Corporate compliance and ethical culture

Compliance is key to our daily work, ensuring that we can provide legal security, and ensure ethical and professional best practices in the company.

Compliance culture is cross cutting and therefore it impacts the company at every level and is part of the daily life of our workforce. Implementing Compliance in the organisation is achieved on three levels, namely, prevention, detection and risk management, and it is implemented through the creation and development of specific programmes.

Responsible management of Service Providers

For adequate global management of our suppliers that is sustainable over time, at UCI we have created a new model that includes the following phases:

  • Knowledge of the supplier
  • Risk analysis and certification
  • Transparent conditions and no surprises
  • Evaluation, control and monitoring

Service Provider Assessment

Assessment of suppliers and /or externalised services is carried out by the supervisors associated with each of our processes.

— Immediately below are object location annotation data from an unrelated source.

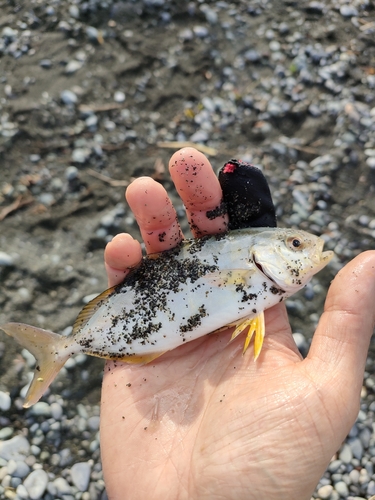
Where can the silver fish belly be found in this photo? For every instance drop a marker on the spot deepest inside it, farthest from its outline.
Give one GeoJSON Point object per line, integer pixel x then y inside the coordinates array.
{"type": "Point", "coordinates": [180, 295]}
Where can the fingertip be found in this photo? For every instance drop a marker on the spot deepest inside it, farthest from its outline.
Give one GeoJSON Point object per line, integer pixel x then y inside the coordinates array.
{"type": "Point", "coordinates": [123, 252]}
{"type": "Point", "coordinates": [155, 214]}
{"type": "Point", "coordinates": [343, 335]}
{"type": "Point", "coordinates": [200, 191]}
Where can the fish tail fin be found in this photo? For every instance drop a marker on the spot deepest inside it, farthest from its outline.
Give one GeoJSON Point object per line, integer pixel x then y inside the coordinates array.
{"type": "Point", "coordinates": [49, 352]}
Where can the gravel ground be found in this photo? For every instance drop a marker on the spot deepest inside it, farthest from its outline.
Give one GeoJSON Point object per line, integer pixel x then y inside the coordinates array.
{"type": "Point", "coordinates": [94, 93]}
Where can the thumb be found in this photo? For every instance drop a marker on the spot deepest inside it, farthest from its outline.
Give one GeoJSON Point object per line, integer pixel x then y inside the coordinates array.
{"type": "Point", "coordinates": [342, 338]}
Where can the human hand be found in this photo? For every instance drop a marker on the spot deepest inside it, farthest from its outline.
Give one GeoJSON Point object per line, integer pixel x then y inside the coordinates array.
{"type": "Point", "coordinates": [203, 421]}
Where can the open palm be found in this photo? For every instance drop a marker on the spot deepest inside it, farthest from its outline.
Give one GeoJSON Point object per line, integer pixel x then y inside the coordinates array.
{"type": "Point", "coordinates": [203, 421]}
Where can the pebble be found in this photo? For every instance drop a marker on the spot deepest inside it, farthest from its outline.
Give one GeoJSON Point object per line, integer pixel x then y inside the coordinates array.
{"type": "Point", "coordinates": [80, 473]}
{"type": "Point", "coordinates": [36, 484]}
{"type": "Point", "coordinates": [5, 401]}
{"type": "Point", "coordinates": [81, 155]}
{"type": "Point", "coordinates": [72, 67]}
{"type": "Point", "coordinates": [346, 454]}
{"type": "Point", "coordinates": [310, 78]}
{"type": "Point", "coordinates": [41, 409]}
{"type": "Point", "coordinates": [325, 491]}
{"type": "Point", "coordinates": [348, 11]}
{"type": "Point", "coordinates": [68, 97]}
{"type": "Point", "coordinates": [16, 448]}
{"type": "Point", "coordinates": [6, 259]}
{"type": "Point", "coordinates": [119, 96]}
{"type": "Point", "coordinates": [342, 489]}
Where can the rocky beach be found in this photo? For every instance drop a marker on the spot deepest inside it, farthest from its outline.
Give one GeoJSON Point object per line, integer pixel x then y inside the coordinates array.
{"type": "Point", "coordinates": [96, 93]}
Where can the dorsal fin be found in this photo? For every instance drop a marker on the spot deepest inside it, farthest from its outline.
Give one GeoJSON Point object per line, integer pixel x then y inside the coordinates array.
{"type": "Point", "coordinates": [90, 308]}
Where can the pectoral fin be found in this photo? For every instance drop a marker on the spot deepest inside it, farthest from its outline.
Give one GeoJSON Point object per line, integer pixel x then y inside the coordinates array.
{"type": "Point", "coordinates": [229, 277]}
{"type": "Point", "coordinates": [256, 326]}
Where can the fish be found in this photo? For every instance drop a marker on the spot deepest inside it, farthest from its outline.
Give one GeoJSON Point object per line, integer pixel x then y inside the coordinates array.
{"type": "Point", "coordinates": [173, 297]}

• Service providers who come within the scope of ISO 9001 and/or ISO 14001 standards are assessed, for which purpose specific criteria and assessment methods have been established and documented in the corresponding procedures.

• In 2022, environmental aspects were incorporated in the annual quality evaluation, taking into consideration our "life cycle".

Privacy and Data protection

The main initiatives in this area focus on taking steps to ensure that all the company's information assets are duly protected, restricting their use to the purpose for which they are designated, and ensuring controlled access thereto, based on the terms of the UCI security guidelines.

Both our technical and organisational methods ensure confidentiality, integrity and availability of information in our data bases and corporate applications.

Data security

Cyber security and data security are an important part of UCI's strategies. Protection and privacy are critical to ensuring correct development of the business, controlling possible risks and vulnerabilities to which we may be exposed, so that our clients, investors and other interest groups can trust us implicitly.

UCI has obtained certification for information security with the ISO 27001 standard, attesting to the fact that at UCI we have an Information Security Management system in compliance with the UNEISO/IEC 27001:2017standard.

Risk management

Correct analysis, measurement and management that will contribute to the maintenance of adequate solvency and liquidity levels.

We have an integral process of risk management that includes efficient surveillance by the Board of Management and senior management, and implementation of different policies and procedures appropriate for identifying, quantifying, assessing, monitoring, informing and controlling or mitigating all the significant risks at the right time, and in order to assess the sufficiency of capital and liquidity in relation to the risk profile and the macroeconomic and market situation.